1Q84: Buch 3
Schritten ging er in Richtung Bahnhof. Ab und zu drehte er sich hastig um und vergewisserte sich, dass niemand sich an seine Fersen geheftet hatte. Tengo war sich sicher, dass er es merken würde, wenn ihn jemand beschattete. Wegen seiner Größe hatte er naturgemäß einen guten Überblick, und gute Augen hatte er auch. Nachdem er sich ungefähr dreimal umgedreht hatte, beschloss er, dass er nicht verfolgt wurde.
Um fünf Minuten vor sieben traf er in der verabredeten Bar ein. Komatsu war noch nicht da, und Tengo schien der erste Gast des Abends zu sein. Auf der Theke prunkte ein frisch geschnittener Strauß in einer großen Vase und erfüllte den ganzen Raum mit seinem Duft.
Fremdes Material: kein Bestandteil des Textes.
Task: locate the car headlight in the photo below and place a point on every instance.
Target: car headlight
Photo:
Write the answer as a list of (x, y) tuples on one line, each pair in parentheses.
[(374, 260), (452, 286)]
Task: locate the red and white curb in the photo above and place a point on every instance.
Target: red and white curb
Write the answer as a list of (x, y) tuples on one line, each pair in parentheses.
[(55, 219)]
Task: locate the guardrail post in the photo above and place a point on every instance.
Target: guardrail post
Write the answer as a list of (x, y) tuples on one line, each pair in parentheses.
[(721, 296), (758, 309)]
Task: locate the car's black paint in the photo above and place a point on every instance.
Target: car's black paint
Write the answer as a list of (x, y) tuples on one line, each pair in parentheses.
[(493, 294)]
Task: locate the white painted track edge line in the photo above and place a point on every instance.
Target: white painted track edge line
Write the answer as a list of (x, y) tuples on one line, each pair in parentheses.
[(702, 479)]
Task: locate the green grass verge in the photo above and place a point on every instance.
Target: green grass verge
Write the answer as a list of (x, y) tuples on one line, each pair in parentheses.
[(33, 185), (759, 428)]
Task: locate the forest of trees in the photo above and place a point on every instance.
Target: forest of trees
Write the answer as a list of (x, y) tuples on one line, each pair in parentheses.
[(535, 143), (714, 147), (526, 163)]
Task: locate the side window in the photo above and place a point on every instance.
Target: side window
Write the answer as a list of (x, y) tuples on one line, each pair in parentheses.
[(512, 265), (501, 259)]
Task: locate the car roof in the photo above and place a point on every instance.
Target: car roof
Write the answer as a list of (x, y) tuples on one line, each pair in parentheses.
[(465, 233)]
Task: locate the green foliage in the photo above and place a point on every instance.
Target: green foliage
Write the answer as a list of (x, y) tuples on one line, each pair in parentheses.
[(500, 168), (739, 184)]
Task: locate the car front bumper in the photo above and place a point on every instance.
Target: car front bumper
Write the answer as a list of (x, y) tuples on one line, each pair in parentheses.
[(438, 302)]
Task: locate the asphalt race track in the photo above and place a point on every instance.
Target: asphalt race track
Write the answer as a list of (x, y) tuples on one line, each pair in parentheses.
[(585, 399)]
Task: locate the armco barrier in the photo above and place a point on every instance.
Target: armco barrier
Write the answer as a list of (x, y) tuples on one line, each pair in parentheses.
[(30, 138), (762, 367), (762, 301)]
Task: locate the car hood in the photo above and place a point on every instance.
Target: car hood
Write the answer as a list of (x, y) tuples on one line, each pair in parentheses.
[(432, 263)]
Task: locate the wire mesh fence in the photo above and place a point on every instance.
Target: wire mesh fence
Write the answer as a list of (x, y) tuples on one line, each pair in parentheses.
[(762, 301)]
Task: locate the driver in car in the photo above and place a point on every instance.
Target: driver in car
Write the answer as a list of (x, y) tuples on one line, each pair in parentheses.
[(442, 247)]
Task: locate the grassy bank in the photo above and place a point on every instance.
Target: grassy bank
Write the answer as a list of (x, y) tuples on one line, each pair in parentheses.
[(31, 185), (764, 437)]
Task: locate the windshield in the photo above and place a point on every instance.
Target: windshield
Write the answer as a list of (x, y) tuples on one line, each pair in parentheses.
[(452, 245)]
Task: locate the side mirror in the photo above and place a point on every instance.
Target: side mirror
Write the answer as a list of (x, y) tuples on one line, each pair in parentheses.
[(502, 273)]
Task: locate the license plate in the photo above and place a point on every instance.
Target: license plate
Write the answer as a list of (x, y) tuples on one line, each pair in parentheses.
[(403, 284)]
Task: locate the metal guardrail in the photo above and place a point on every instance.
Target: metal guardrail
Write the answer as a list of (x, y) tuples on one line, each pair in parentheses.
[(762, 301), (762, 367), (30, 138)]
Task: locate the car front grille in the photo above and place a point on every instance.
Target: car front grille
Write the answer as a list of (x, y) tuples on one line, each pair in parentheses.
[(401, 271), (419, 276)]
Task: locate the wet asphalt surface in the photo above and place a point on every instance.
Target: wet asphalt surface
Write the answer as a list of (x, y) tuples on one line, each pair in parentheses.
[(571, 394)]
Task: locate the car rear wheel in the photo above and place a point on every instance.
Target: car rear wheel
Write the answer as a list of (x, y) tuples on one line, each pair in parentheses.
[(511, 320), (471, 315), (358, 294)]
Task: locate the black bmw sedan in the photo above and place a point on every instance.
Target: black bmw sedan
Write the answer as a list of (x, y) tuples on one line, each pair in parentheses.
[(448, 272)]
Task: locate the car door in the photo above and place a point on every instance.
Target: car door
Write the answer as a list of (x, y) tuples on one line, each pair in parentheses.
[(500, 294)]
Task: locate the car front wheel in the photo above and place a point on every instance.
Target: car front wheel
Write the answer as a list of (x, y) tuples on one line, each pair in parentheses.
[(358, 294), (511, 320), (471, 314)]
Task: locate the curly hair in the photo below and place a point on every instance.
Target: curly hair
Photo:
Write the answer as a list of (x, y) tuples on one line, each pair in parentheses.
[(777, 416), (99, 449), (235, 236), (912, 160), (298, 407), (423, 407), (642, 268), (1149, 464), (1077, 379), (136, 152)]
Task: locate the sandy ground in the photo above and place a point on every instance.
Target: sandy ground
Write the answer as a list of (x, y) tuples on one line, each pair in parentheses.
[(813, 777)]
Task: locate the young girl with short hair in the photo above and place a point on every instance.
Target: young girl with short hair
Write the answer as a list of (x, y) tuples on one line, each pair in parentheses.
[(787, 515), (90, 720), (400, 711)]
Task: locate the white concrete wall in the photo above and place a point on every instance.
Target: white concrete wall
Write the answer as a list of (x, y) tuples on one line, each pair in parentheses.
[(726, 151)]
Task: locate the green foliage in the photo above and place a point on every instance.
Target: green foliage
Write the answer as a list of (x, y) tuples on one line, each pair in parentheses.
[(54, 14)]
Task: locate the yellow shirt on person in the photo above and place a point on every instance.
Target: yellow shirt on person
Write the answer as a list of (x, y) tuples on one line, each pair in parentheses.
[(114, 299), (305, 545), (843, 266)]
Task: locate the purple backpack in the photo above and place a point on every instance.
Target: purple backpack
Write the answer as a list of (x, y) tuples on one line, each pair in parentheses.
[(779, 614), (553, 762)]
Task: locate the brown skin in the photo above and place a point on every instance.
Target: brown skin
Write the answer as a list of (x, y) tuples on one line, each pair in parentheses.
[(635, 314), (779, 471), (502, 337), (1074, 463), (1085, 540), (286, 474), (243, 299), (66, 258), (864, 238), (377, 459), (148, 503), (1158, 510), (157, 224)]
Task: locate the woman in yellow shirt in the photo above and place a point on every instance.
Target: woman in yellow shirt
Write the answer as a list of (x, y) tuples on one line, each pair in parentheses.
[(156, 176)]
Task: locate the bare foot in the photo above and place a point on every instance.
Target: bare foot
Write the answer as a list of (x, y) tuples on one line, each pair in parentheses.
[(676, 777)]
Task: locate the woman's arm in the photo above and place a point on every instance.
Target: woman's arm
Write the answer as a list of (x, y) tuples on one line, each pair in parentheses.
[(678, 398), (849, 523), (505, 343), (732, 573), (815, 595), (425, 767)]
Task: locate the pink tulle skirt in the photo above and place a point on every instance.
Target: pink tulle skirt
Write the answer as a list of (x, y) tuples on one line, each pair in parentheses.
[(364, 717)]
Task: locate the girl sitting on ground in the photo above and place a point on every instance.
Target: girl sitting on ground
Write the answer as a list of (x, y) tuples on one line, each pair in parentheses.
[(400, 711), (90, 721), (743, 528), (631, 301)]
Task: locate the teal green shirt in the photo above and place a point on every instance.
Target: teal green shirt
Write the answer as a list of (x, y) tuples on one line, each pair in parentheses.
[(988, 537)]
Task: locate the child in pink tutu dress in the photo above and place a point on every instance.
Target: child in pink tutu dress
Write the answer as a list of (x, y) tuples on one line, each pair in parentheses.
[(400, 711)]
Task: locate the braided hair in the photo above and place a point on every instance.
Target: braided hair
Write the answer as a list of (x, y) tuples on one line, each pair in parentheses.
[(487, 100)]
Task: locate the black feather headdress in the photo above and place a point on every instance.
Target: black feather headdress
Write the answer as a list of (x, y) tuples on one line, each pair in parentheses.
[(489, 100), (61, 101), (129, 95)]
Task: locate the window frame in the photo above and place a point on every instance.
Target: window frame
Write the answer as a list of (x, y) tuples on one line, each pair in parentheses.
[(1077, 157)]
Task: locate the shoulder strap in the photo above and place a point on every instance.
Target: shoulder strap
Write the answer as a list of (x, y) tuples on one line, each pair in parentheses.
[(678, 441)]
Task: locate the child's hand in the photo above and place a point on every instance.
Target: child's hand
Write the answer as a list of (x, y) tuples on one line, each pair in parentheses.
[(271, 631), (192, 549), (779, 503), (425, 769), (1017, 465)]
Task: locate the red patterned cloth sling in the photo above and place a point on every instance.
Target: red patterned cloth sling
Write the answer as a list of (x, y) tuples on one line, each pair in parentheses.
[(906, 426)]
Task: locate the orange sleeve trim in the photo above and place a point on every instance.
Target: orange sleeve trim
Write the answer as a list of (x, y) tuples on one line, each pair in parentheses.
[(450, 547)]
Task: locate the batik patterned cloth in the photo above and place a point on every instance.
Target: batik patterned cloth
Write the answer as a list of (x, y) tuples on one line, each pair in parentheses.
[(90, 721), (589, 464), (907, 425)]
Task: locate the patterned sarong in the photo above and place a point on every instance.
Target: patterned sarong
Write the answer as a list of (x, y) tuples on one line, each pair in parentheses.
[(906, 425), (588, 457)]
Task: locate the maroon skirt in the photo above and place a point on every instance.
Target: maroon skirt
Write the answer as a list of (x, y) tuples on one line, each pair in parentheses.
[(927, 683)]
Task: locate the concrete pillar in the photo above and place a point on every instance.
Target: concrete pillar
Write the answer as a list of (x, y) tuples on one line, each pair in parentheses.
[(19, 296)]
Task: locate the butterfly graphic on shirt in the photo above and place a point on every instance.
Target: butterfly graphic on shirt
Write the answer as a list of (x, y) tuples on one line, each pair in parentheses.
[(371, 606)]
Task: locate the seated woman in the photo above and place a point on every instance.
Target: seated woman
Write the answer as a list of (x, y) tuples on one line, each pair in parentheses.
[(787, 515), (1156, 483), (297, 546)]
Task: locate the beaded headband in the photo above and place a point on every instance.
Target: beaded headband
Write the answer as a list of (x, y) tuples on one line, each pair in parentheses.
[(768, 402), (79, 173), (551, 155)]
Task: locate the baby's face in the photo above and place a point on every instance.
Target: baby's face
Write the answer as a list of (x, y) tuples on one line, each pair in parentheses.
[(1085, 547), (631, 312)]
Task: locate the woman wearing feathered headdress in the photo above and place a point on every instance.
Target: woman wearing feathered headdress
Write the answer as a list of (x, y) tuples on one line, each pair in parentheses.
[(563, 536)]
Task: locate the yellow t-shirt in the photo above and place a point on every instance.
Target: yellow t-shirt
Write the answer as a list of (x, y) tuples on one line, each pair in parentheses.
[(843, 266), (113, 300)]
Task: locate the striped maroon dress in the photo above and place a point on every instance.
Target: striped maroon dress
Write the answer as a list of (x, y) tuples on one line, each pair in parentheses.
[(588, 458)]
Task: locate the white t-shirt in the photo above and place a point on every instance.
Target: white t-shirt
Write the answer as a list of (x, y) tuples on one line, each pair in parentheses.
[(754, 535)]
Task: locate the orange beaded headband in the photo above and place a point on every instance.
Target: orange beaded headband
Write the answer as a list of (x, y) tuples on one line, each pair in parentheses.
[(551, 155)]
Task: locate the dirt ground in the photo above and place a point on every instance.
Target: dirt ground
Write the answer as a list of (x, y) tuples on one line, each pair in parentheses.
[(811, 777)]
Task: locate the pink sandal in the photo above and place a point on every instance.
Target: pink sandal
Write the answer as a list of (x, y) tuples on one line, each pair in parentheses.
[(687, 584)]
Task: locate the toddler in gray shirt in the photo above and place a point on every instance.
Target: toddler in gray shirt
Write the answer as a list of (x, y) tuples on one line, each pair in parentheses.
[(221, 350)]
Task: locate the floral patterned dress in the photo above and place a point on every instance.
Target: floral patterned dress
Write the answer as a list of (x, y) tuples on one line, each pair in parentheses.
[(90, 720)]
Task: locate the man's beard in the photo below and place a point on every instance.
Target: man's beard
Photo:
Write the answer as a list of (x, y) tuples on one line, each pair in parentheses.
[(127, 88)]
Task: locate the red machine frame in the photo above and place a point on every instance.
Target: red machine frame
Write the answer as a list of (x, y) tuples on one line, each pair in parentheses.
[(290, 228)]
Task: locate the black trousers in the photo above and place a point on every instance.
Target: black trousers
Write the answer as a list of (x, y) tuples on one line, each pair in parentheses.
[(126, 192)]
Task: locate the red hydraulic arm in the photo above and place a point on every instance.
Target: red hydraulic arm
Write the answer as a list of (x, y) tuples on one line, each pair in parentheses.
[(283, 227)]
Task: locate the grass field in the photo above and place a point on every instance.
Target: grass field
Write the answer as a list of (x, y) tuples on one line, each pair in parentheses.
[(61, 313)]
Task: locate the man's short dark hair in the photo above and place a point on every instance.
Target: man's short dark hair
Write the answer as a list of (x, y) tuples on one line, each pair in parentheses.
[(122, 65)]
Tengo setzte sich in eine Nische und bestellte ein Bier vom Fass. Dann zog er ein Taschenbuch aus seiner Jacke und las.
Um Viertel nach sieben betrat Komatsu das Lokal. Er trug einen dünnen Kaschmirpullover, ein Tweedjackett, einen Kaschmirschal, eine Wollhose und Wildlederschuhe. Er sah aus wie immer. Gute Qualität, guter Geschmack und gerade richtig abgetragen. Seine Garderobe wirkte stets wie ein organischer Teil von ihm. Tengo hatte noch nie erlebt, dass Komatsu etwas anhatte, das neu aussah. Vielleicht schlief er ja in seinen neuen Sachen oder wälzte sich darin auf dem Boden, damit sie wie getragen wirkten. Oder er wusch sie mehrmals und ließ sie im Schatten trocknen. In Gesellschaft zeigte er sich nur in dieser gut eingetragenen Kleidung und tat so, als gebe er überhaupt nichts auf seine Garderobe. Jedenfalls sah er in ihr aus wie der Prototyp des altgedienten, erfahrenen Redakteurs. Er setzte sich Tengo gegenüber und bestellte ebenfalls ein gezapftes Bier.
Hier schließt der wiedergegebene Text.